La bande dessinée, c’est de l’art. C’est aussi des dessins, illustrant une histoire, des personnages, de l’émotion et des paroles dans des bulles. Considérée comme le neuvième art, la BD subsiste un intérêt chez les jeunes à la découverte de ces juxtapositions de dessins et de l’admiration chez les adultes collectionneurs de ces chefs-d’oeuvre. À Maurice, la bande dessinée demeure une forme littéraire connue, appréciée, mais sans figurer parmi les best-sellers des libraires.

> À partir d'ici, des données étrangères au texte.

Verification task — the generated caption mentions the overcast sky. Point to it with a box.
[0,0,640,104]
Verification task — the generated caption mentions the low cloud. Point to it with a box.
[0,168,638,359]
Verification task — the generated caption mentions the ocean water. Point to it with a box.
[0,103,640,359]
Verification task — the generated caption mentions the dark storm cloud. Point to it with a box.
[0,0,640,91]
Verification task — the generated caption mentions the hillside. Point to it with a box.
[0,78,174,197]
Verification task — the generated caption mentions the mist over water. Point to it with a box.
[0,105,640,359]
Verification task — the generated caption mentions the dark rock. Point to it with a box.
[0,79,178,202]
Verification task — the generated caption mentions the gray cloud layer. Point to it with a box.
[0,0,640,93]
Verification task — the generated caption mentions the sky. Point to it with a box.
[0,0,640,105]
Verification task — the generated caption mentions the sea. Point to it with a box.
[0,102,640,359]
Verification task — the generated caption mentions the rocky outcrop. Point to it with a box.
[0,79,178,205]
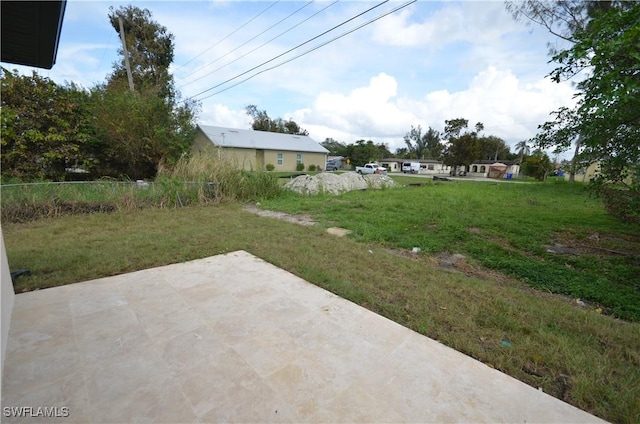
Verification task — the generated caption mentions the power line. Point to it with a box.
[179,0,340,88]
[179,0,315,88]
[189,0,392,100]
[197,0,418,100]
[173,0,280,72]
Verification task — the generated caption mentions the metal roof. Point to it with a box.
[0,0,67,69]
[198,125,329,154]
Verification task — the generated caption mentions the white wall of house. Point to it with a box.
[0,228,15,390]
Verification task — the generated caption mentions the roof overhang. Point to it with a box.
[0,0,67,69]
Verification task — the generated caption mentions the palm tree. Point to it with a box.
[514,140,531,172]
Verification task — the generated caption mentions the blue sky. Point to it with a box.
[3,0,574,156]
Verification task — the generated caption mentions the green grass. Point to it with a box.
[262,177,640,321]
[3,177,640,423]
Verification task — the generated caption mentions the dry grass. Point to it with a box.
[4,203,640,423]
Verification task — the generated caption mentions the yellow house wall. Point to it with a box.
[264,150,327,171]
[191,131,327,171]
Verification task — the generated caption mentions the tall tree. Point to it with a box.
[477,135,511,161]
[404,125,442,159]
[91,86,195,179]
[514,140,531,164]
[0,68,93,181]
[510,0,640,193]
[442,118,484,172]
[521,149,554,181]
[91,6,199,178]
[109,5,175,98]
[245,105,309,135]
[320,137,347,157]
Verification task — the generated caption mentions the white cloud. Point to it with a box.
[292,67,573,150]
[373,2,514,50]
[198,103,251,129]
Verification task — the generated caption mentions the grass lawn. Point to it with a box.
[3,177,640,423]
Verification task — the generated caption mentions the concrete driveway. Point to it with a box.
[2,251,602,423]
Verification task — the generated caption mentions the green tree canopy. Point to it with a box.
[442,118,484,174]
[245,105,309,135]
[404,125,444,159]
[109,5,175,98]
[520,149,553,181]
[96,6,199,179]
[320,137,347,157]
[477,135,511,161]
[511,0,640,190]
[0,68,93,181]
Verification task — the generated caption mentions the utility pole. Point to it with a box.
[118,16,135,91]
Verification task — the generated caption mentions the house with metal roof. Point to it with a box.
[192,125,329,171]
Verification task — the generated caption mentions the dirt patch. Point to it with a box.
[243,205,317,227]
[327,227,351,237]
[2,201,117,222]
[545,232,640,260]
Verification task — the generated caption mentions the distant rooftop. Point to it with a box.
[198,125,329,154]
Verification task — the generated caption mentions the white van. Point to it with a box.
[402,162,420,174]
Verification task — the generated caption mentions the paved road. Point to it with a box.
[388,172,529,184]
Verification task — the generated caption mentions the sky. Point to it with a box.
[2,0,575,156]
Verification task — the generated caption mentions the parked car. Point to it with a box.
[356,163,387,174]
[402,162,420,174]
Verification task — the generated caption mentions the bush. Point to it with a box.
[598,186,640,224]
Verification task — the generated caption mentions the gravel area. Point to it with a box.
[285,172,396,195]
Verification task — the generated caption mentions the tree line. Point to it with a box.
[0,6,198,181]
[321,118,530,172]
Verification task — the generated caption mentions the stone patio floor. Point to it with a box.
[2,251,603,423]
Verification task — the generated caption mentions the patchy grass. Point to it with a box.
[3,204,640,423]
[262,177,640,321]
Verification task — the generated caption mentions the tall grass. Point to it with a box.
[156,153,282,201]
[0,154,282,222]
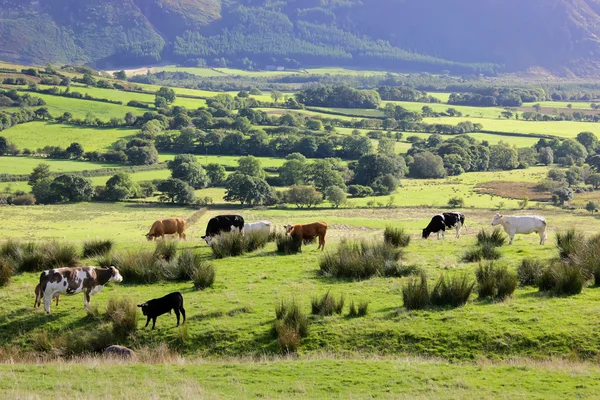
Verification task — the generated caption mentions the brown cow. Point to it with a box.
[285,222,327,250]
[33,283,60,308]
[146,218,187,240]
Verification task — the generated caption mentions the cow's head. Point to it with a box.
[492,214,503,226]
[108,265,123,282]
[138,303,148,315]
[202,236,212,246]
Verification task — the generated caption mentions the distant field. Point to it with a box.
[0,156,116,175]
[2,121,136,151]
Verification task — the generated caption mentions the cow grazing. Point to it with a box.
[146,218,187,241]
[33,283,60,308]
[40,266,123,314]
[138,292,185,329]
[492,214,546,244]
[242,221,271,234]
[202,215,244,246]
[423,212,465,240]
[285,222,327,250]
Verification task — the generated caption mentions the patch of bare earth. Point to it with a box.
[475,181,552,201]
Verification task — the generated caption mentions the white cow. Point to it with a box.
[492,214,546,244]
[242,221,271,234]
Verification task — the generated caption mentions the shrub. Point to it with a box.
[430,274,475,307]
[275,233,302,255]
[556,229,585,259]
[517,258,544,286]
[311,291,345,315]
[402,272,429,310]
[83,239,114,258]
[383,226,410,247]
[154,240,177,262]
[273,300,308,352]
[477,228,506,247]
[106,297,138,337]
[0,258,15,287]
[320,240,402,279]
[475,263,517,299]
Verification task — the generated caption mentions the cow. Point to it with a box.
[492,214,546,244]
[138,292,185,329]
[423,212,465,240]
[146,218,187,241]
[242,221,271,234]
[33,283,60,308]
[202,215,244,246]
[285,222,327,250]
[40,266,123,314]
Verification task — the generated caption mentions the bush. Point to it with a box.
[154,240,178,262]
[310,291,345,316]
[83,239,114,258]
[430,274,475,307]
[475,263,517,300]
[273,301,308,352]
[106,297,138,338]
[383,226,410,247]
[556,229,585,259]
[517,258,544,286]
[402,272,430,310]
[477,228,506,247]
[275,233,302,255]
[320,240,402,279]
[0,258,15,287]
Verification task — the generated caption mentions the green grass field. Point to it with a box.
[2,121,136,151]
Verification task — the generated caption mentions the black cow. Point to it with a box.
[138,292,185,329]
[423,212,465,240]
[202,215,244,246]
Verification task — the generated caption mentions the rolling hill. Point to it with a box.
[0,0,600,76]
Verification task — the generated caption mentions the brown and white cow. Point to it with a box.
[40,266,123,314]
[33,283,60,308]
[146,218,187,240]
[285,222,327,250]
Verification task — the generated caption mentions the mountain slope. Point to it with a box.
[0,0,600,75]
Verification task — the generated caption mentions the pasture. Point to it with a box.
[2,122,137,151]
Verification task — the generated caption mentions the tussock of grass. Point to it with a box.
[402,272,430,310]
[475,262,518,300]
[311,291,345,316]
[430,274,475,307]
[83,239,114,258]
[320,240,404,279]
[383,226,410,247]
[517,258,544,286]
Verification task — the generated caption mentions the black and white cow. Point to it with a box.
[202,215,244,246]
[423,212,465,240]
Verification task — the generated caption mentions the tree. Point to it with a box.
[0,136,8,156]
[223,172,276,205]
[167,154,210,189]
[271,90,283,103]
[284,185,324,208]
[50,174,94,203]
[103,172,140,201]
[236,156,265,179]
[325,186,348,208]
[204,163,227,186]
[156,86,177,104]
[113,70,127,81]
[67,142,85,159]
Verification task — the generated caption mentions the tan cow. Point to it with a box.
[146,218,187,240]
[33,283,60,308]
[285,222,327,250]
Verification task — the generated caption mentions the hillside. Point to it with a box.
[0,0,600,75]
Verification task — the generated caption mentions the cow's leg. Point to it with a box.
[173,308,179,326]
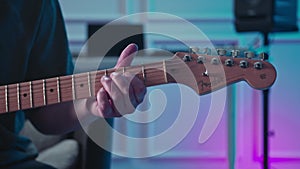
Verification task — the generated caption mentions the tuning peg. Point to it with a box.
[225,59,234,67]
[245,51,255,59]
[189,46,199,54]
[217,49,227,56]
[183,55,192,62]
[258,52,269,60]
[231,49,240,58]
[201,48,211,55]
[197,55,206,63]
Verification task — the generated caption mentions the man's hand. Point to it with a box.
[87,44,146,118]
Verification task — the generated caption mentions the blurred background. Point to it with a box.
[56,0,300,169]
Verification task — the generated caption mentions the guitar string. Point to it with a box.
[0,59,258,99]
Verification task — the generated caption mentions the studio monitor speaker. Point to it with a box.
[234,0,298,32]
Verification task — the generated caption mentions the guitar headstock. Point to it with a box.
[174,49,276,95]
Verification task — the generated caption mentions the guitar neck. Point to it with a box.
[0,52,276,114]
[0,61,171,114]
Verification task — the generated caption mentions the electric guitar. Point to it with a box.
[0,50,276,114]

Laval Ng, illustrateur réputé de l’île, est un connaisseur et un collectionneur. Il comptabilise aujourd’hui plus de 1 500 bandes dessinées. Dans son Top  figurent Dark Knight et Salammbô. Des univers de superhéros, où les types aux allures geek changent le monde en enfilant leurs costumes. “Toutes ces BD m’ont poussé à devenir illustrateur. Cette pratique fait appel à l’imagination et à la créativité. Dans une bande dessinée, contrairement à un roman, il faut plus de dessin et beaucoup d’action. Il faut donner aux lecteurs l’impression d’être dans le scénario et de pouvoir imaginer la suite des événements uniquement en regardant une image”, confie l’illustrateur de la dernière bande dessinée mauricienne Paul et Virginie, réalisée avec Shenaz Patel.
Technique.
Créée au XIXe siècle, la bande dessinée a été expérimentée presque au même moment que la photographie et le cinéma. Notre interlocuteur explique qu’il en existe trois types. La franco-belge, cartonnée, qui contient 46 pages, l’américaine, haute en couleur avec 22 pages et la japonaise, des mangas en noir et blanc avec une centaine de pages.
“Chaque bande dessinée est différente. Différente dans la technique de dessin. Mon style, c’est plus la BD franco-belge. Je griffonne sur du papier avec des crayons, des plumes, des feutres et des pinceaux. Mais aujourd’hui tout est plus informatisé. Certains dessinent directement sur l’ordinateur”, explique Laval Ng.
En tant que collectionneur, ce dernier confie qu’une bande dessinée, le lecteur l’achète pour la vie, car une BD a un intérêt physique.
Sensibilité.
Un fait que soutient également Michel Coquet, directeur d’IPC et producteur de Paul et Virginie. Également passionné de bande dessinée, il confie qu’une bande dessinée doit projeter de la sensibilité. “Paul et Virginie a été un véritable succès. Le vécu de Laval Ng a donné un rendu extra. Lorsqu’on feuillette cette bande dessinée, on comprend instinctivement l’histoire, car les illustrations sont fortes. C’est ce qui fait une bonne BD, au même titre que les classiques tels que Tintin et Astérix”, soutient Michel Coquet.
Si ce dernier apprécie autant les bandes dessinées, c’est parce qu’elles lui permettent de se relaxer. La lecture est facile, elle développe l’esprit et permet d’apprendre beaucoup de choses. Mais en tant que producteur, Michel Coquet avoue que l’objectif est de maintenir une bonne qualité d’impression afin que le lecteur soit satisfait dès qu’il tient son livre en main.
Intemporelle.
“Une fois le livre en main, le lecteur doit avoir un coup de coeur”, explique Laval Ng. Pour un collectionneur, cela se produit en regardant l’illustration de la couverture et en lisant le résumé.
Du côté de Bookcourt, Jinny Lam, responsables des librairies Bookcourt à travers l’île, confie que la vente des bandes dessinées est intemporelle. Dès 8 ans, les enfants se ruent vers les étagères pour découvrir les best-sellers tels que Tintin ou Astérix. “C’est ce qui fait le charme de la bande dessinée, il n’y a pas d’âge pour la lire. Il n’y a pas de clientèle particulière, mais quelques collectionneurs, qui réservent d’avance leur BD ou qui en achètent chaque semaine”, explique la responsable. Elle soutient cependant qu’à Maurice, bien que les bandes dessinées soient très prisées, la section ne fait pas partie des best-sellers, contrairement aux romans ou aux livres pour enfants.
Concernant les prix, Jinny Lam explique qu’une bande dessinée peut varier entre Rs 400 et Rs 700.